Às 5 da manhã, no auge do sono, as luzes do amplo dormitório eram acesas. Lavava o rosto, escovava os dentes e ia tomar café. Ficava observando o movimento de homens sujos e maltrapilhos, que geralmente não falavam coisa com coisa. Muitos usavam muletas ou bengalas, com a perna ou os braços engessados. Não era difícil adivinhar o motivo: embriaguez seguida de atropelamento. Pouco antes das 7 horas estava na rua. Passava na banca mais próxima para ler as manchetes. Eu era um maloqueiro bem informado. Quando ainda estava com sono, pegava um ônibus que fazia um roteiro bem longo. Não foram poucas as vezes em que acordei com o cobrador gritando: “Ponto final, Terminal Santo Amaro. Queira descer, por favor!” Descia, subia a escada do terminal e pegava o ônibus de volta. Graças aos meus cabelos brancos eu não pagava passagem. Duas horas para ir e duas para voltar: quatro a menos na rua. Aí tentava almoçar.

Depois voltava para a rua. Tinha de enfrentar a realidade. O corpo dolorido. Andava desconjuntado de tanto sentar em superfícies duras. Quanta saudade de um sofá. Sentava em um degrau de uma porta qualquer e ficava pensando na vida, no meu passado. Com tênis furado, calça larga e camiseta suja, me sentia um espantalho.

Numa tarde fazia muito calor. Entrei num bar e sentei num banquinho. Pedi um copo de água da torneira e o funcionário respondeu: “Aqui, meu senhor, água da torneira se toma em pé e do outro lado do balcão”. Sentia uma vontade louca de tomar um cafezinho. Andava olhando para o chão na esperança de encontrar dinheiro.

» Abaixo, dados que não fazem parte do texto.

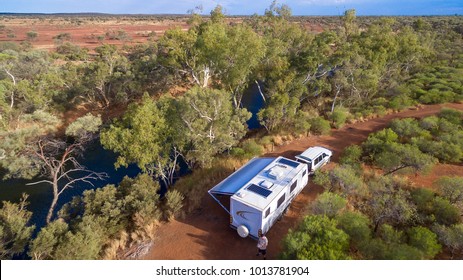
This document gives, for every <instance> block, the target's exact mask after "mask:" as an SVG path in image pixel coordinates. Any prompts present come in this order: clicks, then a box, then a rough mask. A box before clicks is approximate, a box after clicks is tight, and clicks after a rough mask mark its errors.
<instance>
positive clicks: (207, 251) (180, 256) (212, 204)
mask: <svg viewBox="0 0 463 280" xmlns="http://www.w3.org/2000/svg"><path fill="white" fill-rule="evenodd" d="M443 107H450V108H455V109H459V110H463V104H445V105H429V106H423V107H422V108H418V109H410V110H406V111H402V112H399V113H393V114H389V115H386V116H384V117H380V118H375V119H370V120H368V121H365V122H358V123H355V124H351V125H347V126H345V127H343V128H342V129H339V130H333V131H332V133H331V135H329V136H308V137H304V138H301V139H298V140H294V141H292V142H291V143H289V144H286V145H283V146H279V147H276V148H275V150H274V152H272V153H269V154H267V155H266V156H278V155H282V156H285V157H289V158H292V157H294V156H295V155H296V154H298V153H300V152H301V151H303V150H305V149H306V148H308V147H310V146H313V145H322V146H325V147H327V148H329V149H331V150H333V152H334V156H333V160H332V163H330V165H333V164H336V162H337V160H338V157H339V155H340V154H341V152H342V151H343V149H344V148H346V147H347V146H349V145H352V144H360V143H361V142H363V141H364V140H365V139H366V138H367V136H368V134H370V133H371V132H374V131H377V130H380V129H382V128H385V127H386V126H387V125H388V124H389V123H390V121H391V120H392V119H394V118H406V117H417V118H421V117H425V116H429V115H434V114H436V113H438V112H439V111H440V110H441V108H443ZM443 175H459V176H463V166H462V165H449V164H441V165H437V166H436V167H435V168H434V170H432V171H431V172H430V174H428V175H418V176H417V177H415V176H414V175H413V176H410V178H411V179H412V180H413V181H414V182H415V183H416V184H417V185H422V186H425V187H430V186H431V184H432V182H433V181H434V180H435V179H436V178H438V177H439V176H443ZM211 187H213V186H211ZM322 191H323V189H322V188H321V187H319V186H315V185H314V184H313V183H310V182H309V184H308V185H307V186H306V187H305V189H304V190H303V191H302V193H301V194H300V195H299V196H298V197H297V198H296V199H295V201H294V202H293V203H292V204H291V207H290V209H289V211H288V212H287V214H286V215H285V216H284V218H283V219H282V220H281V221H279V222H277V223H276V224H275V225H274V226H273V227H272V228H271V229H270V231H269V232H268V234H267V237H268V239H269V247H268V255H267V258H268V259H277V258H278V254H279V252H280V251H281V240H282V239H283V237H284V236H285V235H286V234H287V232H288V230H289V229H290V228H294V227H295V226H296V225H297V224H298V222H299V220H300V219H301V218H302V217H303V216H304V213H305V212H306V211H307V208H308V206H309V205H310V202H311V201H313V200H314V199H315V198H316V197H317V195H318V194H319V193H321V192H322ZM228 221H229V217H228V214H227V213H226V212H225V211H224V210H223V209H222V208H221V207H220V206H219V205H218V204H217V203H216V202H215V201H214V200H213V199H212V198H211V197H210V196H209V195H205V196H204V198H203V203H202V207H201V208H200V209H197V210H196V211H194V212H191V213H187V214H186V216H185V217H184V218H182V219H178V220H174V221H172V222H169V223H167V224H163V225H161V226H160V227H159V229H158V230H157V234H156V239H155V241H154V245H153V247H152V248H151V250H150V252H149V253H148V254H147V255H146V256H145V259H159V260H247V259H249V260H254V259H256V258H258V257H256V256H255V254H256V241H254V240H252V239H251V238H246V239H243V238H241V237H239V236H238V234H237V233H236V231H235V230H233V229H231V228H230V227H229V226H228Z"/></svg>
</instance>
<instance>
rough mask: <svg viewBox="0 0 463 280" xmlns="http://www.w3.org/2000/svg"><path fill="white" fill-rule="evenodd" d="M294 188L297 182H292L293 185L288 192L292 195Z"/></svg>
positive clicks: (295, 186)
mask: <svg viewBox="0 0 463 280" xmlns="http://www.w3.org/2000/svg"><path fill="white" fill-rule="evenodd" d="M296 187H297V180H296V181H294V183H293V184H292V185H291V188H290V189H289V192H290V193H292V192H293V191H294V189H295V188H296Z"/></svg>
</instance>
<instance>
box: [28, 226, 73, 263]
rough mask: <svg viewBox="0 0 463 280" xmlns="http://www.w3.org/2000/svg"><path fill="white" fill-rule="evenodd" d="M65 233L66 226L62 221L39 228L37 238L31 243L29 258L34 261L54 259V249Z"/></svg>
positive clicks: (65, 231) (33, 240) (58, 243)
mask: <svg viewBox="0 0 463 280" xmlns="http://www.w3.org/2000/svg"><path fill="white" fill-rule="evenodd" d="M67 231H68V224H67V223H65V222H64V221H62V220H55V221H53V222H51V223H49V224H48V225H46V226H45V227H43V228H41V229H40V231H39V233H38V234H37V237H36V238H35V239H34V240H33V241H32V242H31V246H30V249H29V251H28V254H29V256H30V257H31V258H32V259H34V260H52V259H56V257H55V251H56V247H57V245H58V244H59V243H61V242H62V240H63V238H64V235H65V234H66V232H67Z"/></svg>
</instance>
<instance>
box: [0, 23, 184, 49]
mask: <svg viewBox="0 0 463 280" xmlns="http://www.w3.org/2000/svg"><path fill="white" fill-rule="evenodd" d="M0 25H2V26H4V27H3V28H2V30H0V42H6V41H10V42H16V43H18V44H19V43H21V42H24V41H26V39H27V32H29V31H34V32H37V34H38V36H37V38H36V39H34V40H32V41H30V42H31V44H32V45H33V46H34V48H37V49H46V50H52V49H55V48H56V44H55V39H54V38H53V37H55V36H57V35H58V34H61V33H70V34H71V40H70V42H71V43H73V44H76V45H78V46H81V47H86V48H88V49H94V48H95V47H98V46H99V45H101V44H102V42H103V43H108V44H112V45H123V44H127V45H132V44H138V43H144V42H146V41H148V40H149V39H150V38H149V36H148V34H149V33H150V32H153V33H154V34H156V35H155V36H154V37H153V39H157V38H159V37H160V36H162V34H164V32H165V31H166V30H168V29H172V28H177V27H178V28H181V29H183V30H187V29H188V24H187V23H186V21H185V20H184V19H178V20H167V19H166V20H136V19H127V20H124V19H119V20H117V19H111V20H105V21H103V20H94V21H90V20H80V21H79V23H77V19H74V21H71V20H70V19H65V18H47V19H44V20H38V19H32V18H16V17H13V18H6V19H5V18H4V19H2V20H0ZM119 30H124V31H125V32H126V33H127V35H128V36H129V37H130V38H131V40H128V41H125V42H124V41H119V40H109V39H104V40H103V41H102V42H100V41H98V36H99V35H103V36H104V35H105V34H106V32H111V31H115V32H117V31H119ZM8 32H12V33H14V34H15V36H16V37H15V38H9V37H8V35H7V34H8Z"/></svg>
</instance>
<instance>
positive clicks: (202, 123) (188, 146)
mask: <svg viewBox="0 0 463 280" xmlns="http://www.w3.org/2000/svg"><path fill="white" fill-rule="evenodd" d="M177 106H178V107H177V109H176V112H177V117H178V119H179V120H181V122H182V125H183V131H184V136H185V138H186V149H185V152H184V156H185V159H186V161H187V162H188V163H189V164H190V165H195V164H198V165H200V166H208V165H209V164H210V163H211V160H212V157H213V156H214V155H216V154H218V153H220V152H223V151H225V150H229V149H231V148H232V147H233V146H234V145H236V144H237V143H238V141H239V140H240V139H241V138H242V137H243V136H244V135H245V134H246V132H247V126H246V121H247V120H248V119H249V118H250V117H251V113H249V112H248V111H247V110H246V109H241V108H234V107H233V105H232V102H231V95H230V93H228V92H226V91H223V90H215V89H201V88H199V87H194V88H192V89H191V90H190V91H188V92H187V93H186V94H185V95H184V96H182V97H181V98H179V99H178V103H177Z"/></svg>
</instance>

Entrar num albergue é fácil. Sair é o problema. Tem gente há mais de dez anos nessa vida. Um dia mandei um e-mail (no centro velho da cidade existem alguns lugares em que se pode acessar a internet) desesperado para um jornalista amigo meu. Ele sempre me ajudava e pedia para que não perdesse a esperança. Mas eu estava mal, com princípio de pneumonia, cansado e com a autoestima lá embaixo. Sem forças. Eu não acreditava em mais nada e pensava até em abreviar a vida. Ele repassou o e-mail para outros jornalistas, que no final das contas acabaram me socorrendo com algum dinheiro e algumas roupas e pediram para eu sair de lá. Providenciaram trabalho, ajuda psicológica, e eu me reintegrei à sociedade. Mas sou uma exceção. Comigo aconteceu o que chamo de milagre.

Rubens Marujo, 57 anos, é jornalista profissional, morou num albergue da Prefeitura de São Paulo durante três meses em 2008.